Las revelaciones publicadas por The New York Times sobre el caso $Libra volvieron a encender alarmas en torno a Javier Milei y su presunta relación con la criptomoneda que colapsó tras ser promocionada por él. Con pruebas que contradicen su versión pública y una investigación en curso, el episodio ya no es solo un problema local: si el caso escala a tribunales internacionales, como sugieren análisis derivados del propio informe, el presidente podría enfrentar un escenario judicial mucho más complejo que el que hoy parece contener en Argentina.
El escándalo de la criptomoneda $Libra dejó de ser un episodio incómodo para transformarse en un problema político de alcance global. La investigación publicada por el New York Times —replicada y ampliada por medios argentinos— aporta un dato central: registros telefónicos que evidencian contactos directos entre el presidente y uno de los empresarios detrás del proyecto en el momento clave de su lanzamiento.
Según estos documentos, existieron al menos siete llamadas entre Milei y un actor central del esquema la misma noche en que el mandatario promocionó la criptomoneda en redes sociales. Este punto resulta crítico porque contradice la defensa sostenida públicamente por el presidente, quien aseguró que solo difundía una iniciativa privada sin tener vínculos con su desarrollo.
El caso $Libra comenzó en febrero de 2025, cuando Milei impulsó el token desde sus cuentas oficiales. En cuestión de minutos, el valor del activo se disparó, pero pocas horas después se desplomó, dejando pérdidas millonarias para miles de inversores. La operatoria, según múltiples análisis, presenta características típicas de una maniobra especulativa o incluso de un “rug pull”, donde los creadores obtienen ganancias extraordinarias antes del colapso.

Pero lo que en Argentina se movía en el terreno de la sospecha política, ahora adquiere otra dimensión.
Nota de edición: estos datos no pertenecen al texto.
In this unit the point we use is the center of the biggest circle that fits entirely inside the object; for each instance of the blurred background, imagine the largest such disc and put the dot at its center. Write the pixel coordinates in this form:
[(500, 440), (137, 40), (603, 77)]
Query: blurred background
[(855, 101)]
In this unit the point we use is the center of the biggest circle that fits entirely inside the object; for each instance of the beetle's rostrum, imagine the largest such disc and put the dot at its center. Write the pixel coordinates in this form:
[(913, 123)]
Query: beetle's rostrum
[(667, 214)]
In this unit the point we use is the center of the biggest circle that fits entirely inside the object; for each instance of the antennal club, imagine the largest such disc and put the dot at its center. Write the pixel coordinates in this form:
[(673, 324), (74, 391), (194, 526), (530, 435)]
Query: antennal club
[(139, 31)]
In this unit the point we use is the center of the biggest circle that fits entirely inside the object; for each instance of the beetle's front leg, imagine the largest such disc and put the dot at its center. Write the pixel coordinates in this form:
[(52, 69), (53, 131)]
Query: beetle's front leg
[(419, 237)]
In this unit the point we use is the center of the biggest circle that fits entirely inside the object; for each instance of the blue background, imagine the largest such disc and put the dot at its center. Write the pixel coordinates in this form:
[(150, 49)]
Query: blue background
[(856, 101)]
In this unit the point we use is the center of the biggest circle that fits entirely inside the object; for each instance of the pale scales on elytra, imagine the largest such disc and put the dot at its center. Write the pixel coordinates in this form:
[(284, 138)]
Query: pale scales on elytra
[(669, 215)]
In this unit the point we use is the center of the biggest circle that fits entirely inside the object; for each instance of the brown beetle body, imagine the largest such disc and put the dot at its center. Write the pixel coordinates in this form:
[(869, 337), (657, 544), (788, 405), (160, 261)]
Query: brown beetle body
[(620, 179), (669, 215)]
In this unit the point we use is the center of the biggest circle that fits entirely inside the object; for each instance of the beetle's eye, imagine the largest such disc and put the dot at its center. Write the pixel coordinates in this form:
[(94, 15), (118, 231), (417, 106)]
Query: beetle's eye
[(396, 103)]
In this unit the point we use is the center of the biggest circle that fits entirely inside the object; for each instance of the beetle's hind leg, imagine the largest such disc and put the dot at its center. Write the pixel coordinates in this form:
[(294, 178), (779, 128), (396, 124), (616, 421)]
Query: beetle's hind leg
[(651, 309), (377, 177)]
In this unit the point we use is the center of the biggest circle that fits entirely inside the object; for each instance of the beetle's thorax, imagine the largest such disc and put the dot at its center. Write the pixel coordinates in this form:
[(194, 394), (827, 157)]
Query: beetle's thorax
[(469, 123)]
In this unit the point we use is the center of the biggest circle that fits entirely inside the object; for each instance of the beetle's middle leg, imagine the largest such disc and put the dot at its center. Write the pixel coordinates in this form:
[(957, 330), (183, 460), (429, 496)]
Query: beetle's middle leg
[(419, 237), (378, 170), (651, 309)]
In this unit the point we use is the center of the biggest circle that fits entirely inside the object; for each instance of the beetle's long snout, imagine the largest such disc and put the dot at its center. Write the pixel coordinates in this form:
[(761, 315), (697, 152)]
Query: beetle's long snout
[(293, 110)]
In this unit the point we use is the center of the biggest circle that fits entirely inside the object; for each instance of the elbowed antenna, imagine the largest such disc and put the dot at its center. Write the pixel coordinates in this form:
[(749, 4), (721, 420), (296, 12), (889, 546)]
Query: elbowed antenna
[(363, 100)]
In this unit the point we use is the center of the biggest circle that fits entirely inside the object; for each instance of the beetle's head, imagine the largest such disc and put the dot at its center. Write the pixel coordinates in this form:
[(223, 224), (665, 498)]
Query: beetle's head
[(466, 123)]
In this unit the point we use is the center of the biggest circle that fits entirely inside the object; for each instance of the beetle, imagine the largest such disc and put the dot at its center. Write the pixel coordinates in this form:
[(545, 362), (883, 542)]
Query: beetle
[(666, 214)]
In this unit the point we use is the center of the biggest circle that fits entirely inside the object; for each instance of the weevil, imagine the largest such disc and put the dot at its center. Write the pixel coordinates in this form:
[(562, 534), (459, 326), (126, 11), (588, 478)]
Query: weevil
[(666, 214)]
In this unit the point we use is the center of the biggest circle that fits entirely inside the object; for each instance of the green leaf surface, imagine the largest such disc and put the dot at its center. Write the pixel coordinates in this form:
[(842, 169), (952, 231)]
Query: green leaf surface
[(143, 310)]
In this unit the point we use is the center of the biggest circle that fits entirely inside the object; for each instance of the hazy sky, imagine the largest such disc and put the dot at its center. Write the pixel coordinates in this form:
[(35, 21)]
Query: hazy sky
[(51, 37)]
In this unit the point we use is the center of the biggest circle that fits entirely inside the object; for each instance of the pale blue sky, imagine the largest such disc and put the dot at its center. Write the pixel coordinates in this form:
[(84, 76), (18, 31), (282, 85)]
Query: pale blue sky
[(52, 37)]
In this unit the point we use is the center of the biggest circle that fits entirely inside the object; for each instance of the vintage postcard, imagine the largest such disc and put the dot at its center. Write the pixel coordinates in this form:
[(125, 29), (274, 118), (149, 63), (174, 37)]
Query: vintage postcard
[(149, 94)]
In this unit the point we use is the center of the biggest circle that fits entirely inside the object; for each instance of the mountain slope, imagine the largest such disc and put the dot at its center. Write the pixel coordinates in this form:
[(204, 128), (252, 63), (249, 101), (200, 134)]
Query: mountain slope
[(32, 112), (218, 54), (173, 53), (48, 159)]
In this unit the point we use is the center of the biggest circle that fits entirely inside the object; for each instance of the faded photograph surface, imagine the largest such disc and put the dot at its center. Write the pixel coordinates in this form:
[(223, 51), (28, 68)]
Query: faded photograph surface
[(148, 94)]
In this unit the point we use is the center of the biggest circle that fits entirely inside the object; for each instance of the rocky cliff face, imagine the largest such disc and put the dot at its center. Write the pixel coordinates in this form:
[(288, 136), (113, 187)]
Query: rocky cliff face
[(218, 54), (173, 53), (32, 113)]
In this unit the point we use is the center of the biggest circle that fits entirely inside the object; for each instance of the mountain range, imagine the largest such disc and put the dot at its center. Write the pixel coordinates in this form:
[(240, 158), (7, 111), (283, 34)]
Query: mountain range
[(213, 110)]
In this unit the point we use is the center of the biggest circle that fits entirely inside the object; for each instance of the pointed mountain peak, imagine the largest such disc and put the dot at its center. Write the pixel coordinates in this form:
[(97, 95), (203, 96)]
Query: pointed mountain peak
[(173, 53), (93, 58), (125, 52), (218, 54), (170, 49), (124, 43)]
La cobertura del New York Times no solo valida la existencia de una investigación judicial en curso, sino que además proyecta el caso en el escenario internacional, donde las reglas de juego pueden ser distintas.
En ese sentido, empieza a instalarse una hipótesis inquietante: si el caso $Libra se judicializara en Estados Unidos —como ya ha ocurrido en otros escándalos financieros con inversores internacionales—, el presidente argentino podría enfrentar consecuencias mucho más severas. No se trata solo de reputación política, sino de posibles responsabilidades legales bajo marcos regulatorios más estrictos.
La propia trama del caso tiene conexiones que podrían habilitar ese escenario. Existen vínculos con empresas registradas en el exterior, movimientos de dinero en plataformas globales y denuncias que ya habrían cruzado fronteras judiciales. En antecedentes recientes, situaciones similares derivaron en investigaciones en tribunales estadounidenses cuando hubo inversores o estructuras financieras radicadas allí.
Mientras tanto, en Argentina, el avance del caso parece más limitado. Si bien existe una comisión investigadora en el Congreso y actuaciones judiciales abiertas, el proceso no ha tenido hasta ahora un impacto decisivo en términos institucionales. Esto alimenta una percepción cada vez más extendida en sectores políticos y mediáticos: la de un presidente que, al menos por ahora, se encuentra relativamente protegido dentro del sistema local.
Esa idea no surge únicamente del análisis político, sino también de los hechos. El oficialismo ha logrado contener iniciativas parlamentarias, el ritmo judicial es lento y el Gobierno ha evitado dar explicaciones públicas detalladas. Incluso investigaciones periodísticas señalan inconsistencias entre el discurso oficial y las pruebas recolectadas, lo que incrementa las dudas sobre el rol real del mandatario.
Sin embargo, ese “blindaje” podría tener límites. La historia reciente muestra que muchos escándalos que no avanzan en el plano doméstico terminan reactivándose cuando ingresan en jurisdicciones externas o cuando adquieren visibilidad global.
Ahí es donde el factor internacional se vuelve determinante. La intervención mediática de un gigante como el New York Times no solo amplifica el caso, sino que también lo legitima ante audiencias y actores institucionales fuera de Argentina. Y en ese terreno, las reglas cambian.
Porque si la pregunta hasta ahora era qué sabía Milei sobre $Libra, la nueva pregunta es otra: qué podría pasar si esa respuesta deja de buscarse solo en tribunales argentinos.
En ese escenario, el presidente ya no enfrentaría únicamente una crisis política, sino un problema judicial de escala global. Y entonces sí, el caso $Libra podría transformarse en algo más que un escándalo: en un punto de inflexión para su gobierno.